Uma das vantagens da democracia é que ela não espera meio século para descobrir o que aconteceu de bom e de ruim, doa a quem doer. Agora, por exemplo, está doendo tanto que muitos, por um mecanismo psicológico de fuga, ou por simples cinismo, preferem negar. Já li pessoas dizendo que a “televisão é uma usina de escândalos”, como se eles fossem fabricados pela imprensa. Não adianta argumentar que os malfeitos da Petrobras foram revelados por executivos da própria estatal — a lama vazou de dentro para fora. Não foi um repórter, mas um poderoso ex-diretor que delatou os subornos e desvios que alimentaram os bilionários propinodutos da petroleira. O gerentinho que se dispôs a devolver quase R$ 100 milhões não confessou o seu roubo debaixo de tortura, como antigamente, mas de maneira espontânea.

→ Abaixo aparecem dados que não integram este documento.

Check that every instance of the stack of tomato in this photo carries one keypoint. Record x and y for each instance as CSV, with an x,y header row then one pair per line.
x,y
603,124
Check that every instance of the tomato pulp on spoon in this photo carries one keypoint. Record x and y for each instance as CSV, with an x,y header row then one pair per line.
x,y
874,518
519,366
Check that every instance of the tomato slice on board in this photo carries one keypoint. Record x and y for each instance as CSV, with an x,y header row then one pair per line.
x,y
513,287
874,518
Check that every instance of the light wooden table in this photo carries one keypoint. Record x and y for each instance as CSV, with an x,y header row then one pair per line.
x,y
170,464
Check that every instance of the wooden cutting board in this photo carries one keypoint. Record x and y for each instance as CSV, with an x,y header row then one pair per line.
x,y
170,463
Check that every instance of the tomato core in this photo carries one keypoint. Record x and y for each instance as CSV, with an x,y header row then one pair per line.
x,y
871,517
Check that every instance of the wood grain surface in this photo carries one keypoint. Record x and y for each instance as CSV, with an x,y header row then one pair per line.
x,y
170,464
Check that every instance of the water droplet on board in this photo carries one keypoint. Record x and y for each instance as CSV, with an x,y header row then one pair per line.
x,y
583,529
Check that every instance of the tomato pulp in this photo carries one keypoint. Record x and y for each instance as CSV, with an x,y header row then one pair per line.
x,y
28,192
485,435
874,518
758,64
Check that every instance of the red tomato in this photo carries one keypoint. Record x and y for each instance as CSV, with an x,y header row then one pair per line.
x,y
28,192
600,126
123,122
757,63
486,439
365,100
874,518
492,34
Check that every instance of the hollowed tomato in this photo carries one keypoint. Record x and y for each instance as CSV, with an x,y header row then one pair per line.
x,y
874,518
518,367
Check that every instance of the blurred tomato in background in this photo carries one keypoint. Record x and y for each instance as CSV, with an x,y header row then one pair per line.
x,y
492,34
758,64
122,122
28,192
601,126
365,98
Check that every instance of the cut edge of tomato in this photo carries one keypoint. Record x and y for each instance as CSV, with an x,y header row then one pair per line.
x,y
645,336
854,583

Pior foi a conclusão da CPI mista da Petrobras. Quase ao mesmo tempo em que o Ministério Público terminava uma parte de sua devassa, denunciando 36 pessoas acusadas de desviarem cerca de R$ 1 bilhão, o relator da Comissão do Congresso concluía sua investigação sem pedir indiciamento e sem apontar envolvimento de políticos no que o procurador chamou de “aula de crime”. E, acredite, achou normal a Petrobras pagar US$ 1,25 bilhão pela Refinaria de Pasadena, que um ano antes fora vendida por US$ 42,5 milhões. Admitiu que possa ter havido pagamento de propina, mas achou que, apesar disso, não houve prejuízo na operação.
Negócio assim até eu. Vou tentar vender meu apartamento ao relator da CPI nas mesmas condições de valorização.